I’ve been browsing for a few different types of electronics products recently and have realized that it’s taking a lot longer than I should to decide which model I want. Once I decide on a brand and model of a product, I do a price search and find that a similar model with a different model number is available for a few dollars more. So, I go to the manufacturer’s web site, bring up the specs for the two products (if the information exists) and try to see what the difference is. It can be sketchy, at best, trying to see how model XL-850 is different from model XL-855. Is the 855 the same model with a different number sold at a different store (a frequent trick that Circuit City and Best Buy will play with the manufacturers so that you can’t do a price match between the store on the same item)? Or is the 855 a slightly newer version of the 850, which may have had a serious flaw in it?

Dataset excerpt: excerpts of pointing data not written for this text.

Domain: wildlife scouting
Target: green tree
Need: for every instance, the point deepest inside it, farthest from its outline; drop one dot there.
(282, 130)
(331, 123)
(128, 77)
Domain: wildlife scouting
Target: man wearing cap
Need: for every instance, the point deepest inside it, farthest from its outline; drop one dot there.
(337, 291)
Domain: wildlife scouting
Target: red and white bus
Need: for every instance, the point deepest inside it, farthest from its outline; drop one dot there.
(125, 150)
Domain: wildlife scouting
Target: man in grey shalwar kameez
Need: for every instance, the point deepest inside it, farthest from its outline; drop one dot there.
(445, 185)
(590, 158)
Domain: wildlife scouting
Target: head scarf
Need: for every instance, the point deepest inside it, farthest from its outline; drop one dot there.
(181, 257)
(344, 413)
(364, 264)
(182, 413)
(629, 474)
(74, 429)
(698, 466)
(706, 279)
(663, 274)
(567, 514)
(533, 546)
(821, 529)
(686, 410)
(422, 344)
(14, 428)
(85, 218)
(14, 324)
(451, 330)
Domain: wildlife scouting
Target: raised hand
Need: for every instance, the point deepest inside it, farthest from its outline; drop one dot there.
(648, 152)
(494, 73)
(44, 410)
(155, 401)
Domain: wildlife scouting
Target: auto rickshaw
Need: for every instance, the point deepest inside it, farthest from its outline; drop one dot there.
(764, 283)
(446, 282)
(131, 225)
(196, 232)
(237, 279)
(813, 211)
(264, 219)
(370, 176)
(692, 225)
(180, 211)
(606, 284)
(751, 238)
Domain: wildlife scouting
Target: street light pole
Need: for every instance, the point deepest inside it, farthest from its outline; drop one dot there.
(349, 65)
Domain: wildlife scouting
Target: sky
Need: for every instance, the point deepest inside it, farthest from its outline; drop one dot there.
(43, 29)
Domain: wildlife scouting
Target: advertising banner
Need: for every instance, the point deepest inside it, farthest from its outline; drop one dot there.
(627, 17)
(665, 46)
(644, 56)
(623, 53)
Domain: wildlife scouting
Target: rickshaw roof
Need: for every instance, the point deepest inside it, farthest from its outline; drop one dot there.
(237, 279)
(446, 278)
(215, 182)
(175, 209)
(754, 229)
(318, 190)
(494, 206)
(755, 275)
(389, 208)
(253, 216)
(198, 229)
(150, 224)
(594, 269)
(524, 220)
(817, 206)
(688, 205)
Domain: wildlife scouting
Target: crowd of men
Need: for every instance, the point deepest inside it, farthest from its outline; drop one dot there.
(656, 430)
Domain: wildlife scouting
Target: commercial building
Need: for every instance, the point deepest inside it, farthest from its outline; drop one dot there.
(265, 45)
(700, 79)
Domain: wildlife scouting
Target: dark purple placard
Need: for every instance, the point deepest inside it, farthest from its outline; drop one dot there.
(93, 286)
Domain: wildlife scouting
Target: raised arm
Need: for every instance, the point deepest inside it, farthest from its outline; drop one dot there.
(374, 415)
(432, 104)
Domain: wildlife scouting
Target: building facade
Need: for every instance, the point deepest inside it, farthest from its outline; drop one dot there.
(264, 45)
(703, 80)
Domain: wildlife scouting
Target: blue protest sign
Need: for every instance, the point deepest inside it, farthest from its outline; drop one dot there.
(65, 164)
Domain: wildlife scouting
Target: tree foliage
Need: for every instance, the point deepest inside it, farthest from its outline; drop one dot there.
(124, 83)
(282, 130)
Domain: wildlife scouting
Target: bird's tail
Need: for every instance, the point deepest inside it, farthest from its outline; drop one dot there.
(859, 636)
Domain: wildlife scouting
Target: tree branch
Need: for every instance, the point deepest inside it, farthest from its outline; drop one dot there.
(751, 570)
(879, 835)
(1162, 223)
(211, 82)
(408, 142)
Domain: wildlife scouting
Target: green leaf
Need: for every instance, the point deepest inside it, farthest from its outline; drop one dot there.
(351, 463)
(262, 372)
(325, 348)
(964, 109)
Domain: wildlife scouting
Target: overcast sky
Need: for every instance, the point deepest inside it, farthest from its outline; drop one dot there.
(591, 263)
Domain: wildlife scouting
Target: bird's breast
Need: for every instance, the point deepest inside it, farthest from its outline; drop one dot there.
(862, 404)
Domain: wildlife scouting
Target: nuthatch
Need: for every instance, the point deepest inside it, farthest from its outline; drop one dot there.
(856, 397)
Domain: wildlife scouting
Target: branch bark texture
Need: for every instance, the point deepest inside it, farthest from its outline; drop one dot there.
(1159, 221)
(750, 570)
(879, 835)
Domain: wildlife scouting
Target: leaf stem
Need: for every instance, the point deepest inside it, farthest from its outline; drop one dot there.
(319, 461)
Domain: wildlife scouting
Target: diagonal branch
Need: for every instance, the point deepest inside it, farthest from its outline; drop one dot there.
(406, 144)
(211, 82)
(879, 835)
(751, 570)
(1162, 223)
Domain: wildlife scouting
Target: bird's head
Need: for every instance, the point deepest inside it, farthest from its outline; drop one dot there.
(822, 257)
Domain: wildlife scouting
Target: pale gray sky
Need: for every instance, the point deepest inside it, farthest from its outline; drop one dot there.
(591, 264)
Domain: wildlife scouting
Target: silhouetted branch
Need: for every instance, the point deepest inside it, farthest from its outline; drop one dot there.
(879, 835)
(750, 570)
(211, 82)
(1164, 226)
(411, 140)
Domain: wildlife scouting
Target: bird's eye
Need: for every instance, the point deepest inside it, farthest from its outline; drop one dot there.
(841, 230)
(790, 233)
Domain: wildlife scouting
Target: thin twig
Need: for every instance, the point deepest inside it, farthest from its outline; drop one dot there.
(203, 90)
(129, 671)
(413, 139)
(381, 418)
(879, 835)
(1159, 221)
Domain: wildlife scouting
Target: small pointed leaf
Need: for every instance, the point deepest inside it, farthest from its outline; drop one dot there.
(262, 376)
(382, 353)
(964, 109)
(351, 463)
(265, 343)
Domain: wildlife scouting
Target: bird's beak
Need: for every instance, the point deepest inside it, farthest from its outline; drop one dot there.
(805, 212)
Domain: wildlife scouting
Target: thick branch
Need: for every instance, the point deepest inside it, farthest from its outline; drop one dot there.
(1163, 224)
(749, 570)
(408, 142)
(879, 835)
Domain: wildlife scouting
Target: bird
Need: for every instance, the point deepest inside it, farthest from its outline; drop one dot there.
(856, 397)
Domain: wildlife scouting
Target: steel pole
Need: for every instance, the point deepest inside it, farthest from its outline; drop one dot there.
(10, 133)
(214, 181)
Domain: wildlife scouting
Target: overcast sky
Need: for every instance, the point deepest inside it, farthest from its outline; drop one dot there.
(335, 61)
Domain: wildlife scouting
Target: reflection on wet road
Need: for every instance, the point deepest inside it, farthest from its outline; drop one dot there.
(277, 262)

This is where software developers shine: the Changelog. Go to the site for your favorite shareware application. Download the latest version and notice the Changelog in the ZIP file: it’s a rundown of what’s new in each incremental release of the software versus the previous release. This way, when version 2.94 comes out, you know that the developers fixed a rare, but fatal error from version 2.93. Why can’t we have the same type of information readily available from electronics manufacturers?
I’d love to see a rundown of the new features on a video camera versus the next model down. But to do that, one has to go back and forth between two frequently incomplete spec sheets and hope to spy a difference. I think it’s time for electronics companies to step and offer some of this basic information to customers.